Ce ratio 75/25 (avec la fidélisation en bonus) correspond à ce qu’on observe dans les comptes qui fonctionnent sur le long terme. (Et c’est souvent l’inverse chez les annonceurs qui paniquent : ils sur-investissent en retargeting parce que les audiences chaudes convertissent mieux à court terme, et ils étranglent l’acquisition.) Pour comprendre comment iOS 14 a rebattu les cartes sur ces équilibres, l’épisode sur les changements Facebook Ads depuis iOS 14 est une lecture utile.

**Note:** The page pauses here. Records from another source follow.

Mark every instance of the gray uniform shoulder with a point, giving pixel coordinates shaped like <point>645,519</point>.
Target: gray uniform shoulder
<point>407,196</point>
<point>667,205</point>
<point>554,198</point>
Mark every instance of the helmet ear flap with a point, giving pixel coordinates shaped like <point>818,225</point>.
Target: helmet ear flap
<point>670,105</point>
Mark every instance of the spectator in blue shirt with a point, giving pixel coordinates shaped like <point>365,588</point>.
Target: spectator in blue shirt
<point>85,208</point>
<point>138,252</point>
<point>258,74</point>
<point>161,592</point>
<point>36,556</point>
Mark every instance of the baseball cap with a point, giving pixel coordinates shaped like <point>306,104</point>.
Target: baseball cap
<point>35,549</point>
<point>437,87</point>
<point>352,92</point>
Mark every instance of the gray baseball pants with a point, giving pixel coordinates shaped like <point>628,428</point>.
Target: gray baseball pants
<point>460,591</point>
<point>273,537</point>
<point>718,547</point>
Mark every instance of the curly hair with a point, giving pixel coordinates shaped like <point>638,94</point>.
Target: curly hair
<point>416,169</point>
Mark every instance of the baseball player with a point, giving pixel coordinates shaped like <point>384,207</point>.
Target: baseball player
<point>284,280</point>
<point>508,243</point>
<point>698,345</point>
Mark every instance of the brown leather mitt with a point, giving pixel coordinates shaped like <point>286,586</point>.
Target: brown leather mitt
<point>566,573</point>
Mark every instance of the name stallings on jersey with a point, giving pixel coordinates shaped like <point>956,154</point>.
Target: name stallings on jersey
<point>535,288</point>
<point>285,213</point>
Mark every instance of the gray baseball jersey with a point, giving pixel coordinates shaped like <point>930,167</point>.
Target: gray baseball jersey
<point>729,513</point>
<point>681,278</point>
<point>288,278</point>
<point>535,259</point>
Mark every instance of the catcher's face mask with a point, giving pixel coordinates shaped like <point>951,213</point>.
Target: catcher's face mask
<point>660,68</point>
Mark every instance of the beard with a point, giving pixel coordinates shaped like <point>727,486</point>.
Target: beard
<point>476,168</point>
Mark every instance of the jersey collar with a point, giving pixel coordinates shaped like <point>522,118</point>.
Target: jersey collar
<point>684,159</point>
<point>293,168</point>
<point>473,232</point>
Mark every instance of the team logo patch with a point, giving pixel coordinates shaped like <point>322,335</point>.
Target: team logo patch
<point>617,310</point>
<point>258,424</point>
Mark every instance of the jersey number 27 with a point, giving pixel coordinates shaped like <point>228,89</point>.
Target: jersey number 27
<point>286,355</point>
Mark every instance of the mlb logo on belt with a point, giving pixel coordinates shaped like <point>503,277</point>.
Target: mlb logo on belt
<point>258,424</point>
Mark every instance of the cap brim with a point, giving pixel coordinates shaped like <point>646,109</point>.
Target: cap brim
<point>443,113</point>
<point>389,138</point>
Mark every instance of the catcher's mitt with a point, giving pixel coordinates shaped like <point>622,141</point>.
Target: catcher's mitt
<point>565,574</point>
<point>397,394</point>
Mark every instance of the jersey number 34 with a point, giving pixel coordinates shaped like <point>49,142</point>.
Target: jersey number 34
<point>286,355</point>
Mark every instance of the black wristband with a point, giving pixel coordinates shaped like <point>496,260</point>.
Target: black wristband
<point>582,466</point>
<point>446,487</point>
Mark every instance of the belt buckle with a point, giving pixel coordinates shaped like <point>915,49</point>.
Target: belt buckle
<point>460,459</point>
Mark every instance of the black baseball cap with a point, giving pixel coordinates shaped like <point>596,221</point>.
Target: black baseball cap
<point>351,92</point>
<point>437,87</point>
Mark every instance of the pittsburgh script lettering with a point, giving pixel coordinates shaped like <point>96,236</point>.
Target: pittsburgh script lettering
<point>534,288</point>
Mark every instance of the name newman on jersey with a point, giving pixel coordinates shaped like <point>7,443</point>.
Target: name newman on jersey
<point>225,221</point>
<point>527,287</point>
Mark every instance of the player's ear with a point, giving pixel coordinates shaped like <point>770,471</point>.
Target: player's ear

Et si vous voulez tester la solidité de votre structure de campagne avant même de parler budget, les méthodes pour tester vos créas Facebook Ads méritent d’être dans votre boîte à outils. Parce qu’un bon CPA cible Facebook Ads avec des créas qui ne convertissent pas, ça reste un budget qui part à la poubelle.
Mais bon – le budget parfaitement calculé sans créas qui accrochent, c’est un autre épisode.